In his aptly titled “Ads Hominem” piece for the Weekly Standard, Noemie Emery argues that “the 911-related attacks on Bush began long before his campaign ads.”

Looking back, there is nothing surprising about the carefully plotted spasms of outrage at the reference, in a Bush campaign ad, to the terrorist attacks of September 11 through the fleeting shot of a flag-covered stretcher, and the smoldering ruins of the World Trade Center in downtown New York. This has been done, done before, and done for all the same reasons: Democrats have been steadily working to take September 11, its cause, effect, and aftermath, off the table of election-year politics since . . . oh, possibly . . .
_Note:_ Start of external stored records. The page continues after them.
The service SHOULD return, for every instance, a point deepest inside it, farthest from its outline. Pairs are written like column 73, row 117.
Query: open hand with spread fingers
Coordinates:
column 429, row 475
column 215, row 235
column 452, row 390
September 12. Or, perhaps, to be fair, since some weeks later, when it became clear that George W. Bush’s response to the attacks would be an electoral plus. Since then, a campaign has unfolded to move it off limits, using the charge of obscene exploitation, of unseemly use of the dead. In January 2002, when Karl Rove made the obvious point that the president’s handling of terrorism would be a plus in the elections that fall–“We can go to the country on this issue, because they trust the Republican party to do a better job of protecting and strengthening America’s military might”–Democrats denounced this as “shameful.” They threw a fit in May 2002, when an innocuous photo showing Bush on Air Force One on September 11 was included in a set of three offered to Republican donors. The pattern of attacks accelerated on the news in January 2003 that the Republican convention would be held in New York, and hit new heights when the president made a surprise visit to Baghdad over the Thanksgiving holiday, where he committed the gross indiscretion of dishing out food to the troops. Last week, some even objected to the president’s presence at a ground-breaking ceremony for the dead of September 11 — to which Bush had been invited. Rather brazenly, and with some success, Bush’s opponents have manufactured controversy over a presidential campaign discussion of the central concern of our era. Soon, we will no doubt hear denunciations of any mention of the president’s constitutional duties as commander in chief.
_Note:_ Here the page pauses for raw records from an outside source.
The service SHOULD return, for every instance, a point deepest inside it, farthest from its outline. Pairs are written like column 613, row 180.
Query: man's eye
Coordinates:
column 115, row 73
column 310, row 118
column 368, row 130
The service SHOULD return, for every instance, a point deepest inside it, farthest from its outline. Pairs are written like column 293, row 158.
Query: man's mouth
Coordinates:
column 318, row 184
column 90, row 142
Emery is right, of course — one need only to think back to Robert Byrd’s almost surreal theatrics on the floor of the Senate to recognize how the Dems had already begun testing these waters early in 2002 or thereabouts — and the campaign has continued apace, relying on a steady series of faux outrages and manufactured resentments to place off-limits, politically speaking, any mention of 911. Or as Emery puts it,

[…] Let’s see — an American president in a season of war should not make use of pictures in wartime, mention the war in a midterm election, visit an aircraft carrier, visit the troops in the field, mention the war while running for office, go to Ground Zero, go to New York at all, or draw attention in any way to his role as commander in chief. […]
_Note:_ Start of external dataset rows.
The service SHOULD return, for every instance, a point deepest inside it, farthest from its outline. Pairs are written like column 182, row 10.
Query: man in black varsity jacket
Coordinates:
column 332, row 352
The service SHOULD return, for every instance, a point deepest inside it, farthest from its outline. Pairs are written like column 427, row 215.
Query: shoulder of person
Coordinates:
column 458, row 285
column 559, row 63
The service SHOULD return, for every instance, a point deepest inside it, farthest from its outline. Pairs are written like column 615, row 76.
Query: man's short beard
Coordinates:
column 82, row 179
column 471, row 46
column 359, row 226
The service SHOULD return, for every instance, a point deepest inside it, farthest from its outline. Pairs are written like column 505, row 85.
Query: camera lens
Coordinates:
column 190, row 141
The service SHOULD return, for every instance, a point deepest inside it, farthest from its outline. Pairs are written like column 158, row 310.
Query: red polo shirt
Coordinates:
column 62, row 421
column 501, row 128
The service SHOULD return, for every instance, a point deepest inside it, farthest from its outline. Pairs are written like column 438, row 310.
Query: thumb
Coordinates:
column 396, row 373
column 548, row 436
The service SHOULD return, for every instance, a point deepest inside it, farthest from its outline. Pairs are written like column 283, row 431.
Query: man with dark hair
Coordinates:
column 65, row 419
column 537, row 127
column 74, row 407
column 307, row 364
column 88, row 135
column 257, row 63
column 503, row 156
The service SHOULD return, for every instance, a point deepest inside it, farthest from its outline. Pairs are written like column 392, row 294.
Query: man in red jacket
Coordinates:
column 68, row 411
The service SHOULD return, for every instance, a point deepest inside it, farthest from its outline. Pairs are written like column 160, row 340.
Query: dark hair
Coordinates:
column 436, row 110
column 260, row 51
[…]George W. Bush is under attack for reasons of naked partisanship. The fuss over his ads comes from people eager for him to lose, for reasons having nothing to do with the ads themselves. We’ve seen this sort of thing before. In May 2000 there was a media frenzy over the Million Mom March, organized by a “typical” housewife and mother who turned out to be a PR professional and liberal activist with ties to the Clintons. Something like this is true as well of the protesting family members of 9/11 victims, who turn out to be well connected to left-wing networks. “We are a long way from the land of political innocents,” noted a March 10 editorial in the Wall Street Journal. “What we have, instead, are politically motivated activists standing willingly as a front organization for the Democratic party. They’ve traded on the press’s reluctance to question their motives, hoping for a free run to impugn Mr. Bush every time he discusses terrorism from now until the election.” Indeed, if there is exploitation going on, it is on the part of those who willfully exploit the immense sympathy the American people have for the terrorists’ victims and their survivors for partisan purposes.

One Reply to “Manufactured Resent”

  1. Matt says:

    Good post.  It’s obvious what the Dems are doing.  They are weak on defense and have a weak candidate, so are trying to undercut the President in one of his strengths.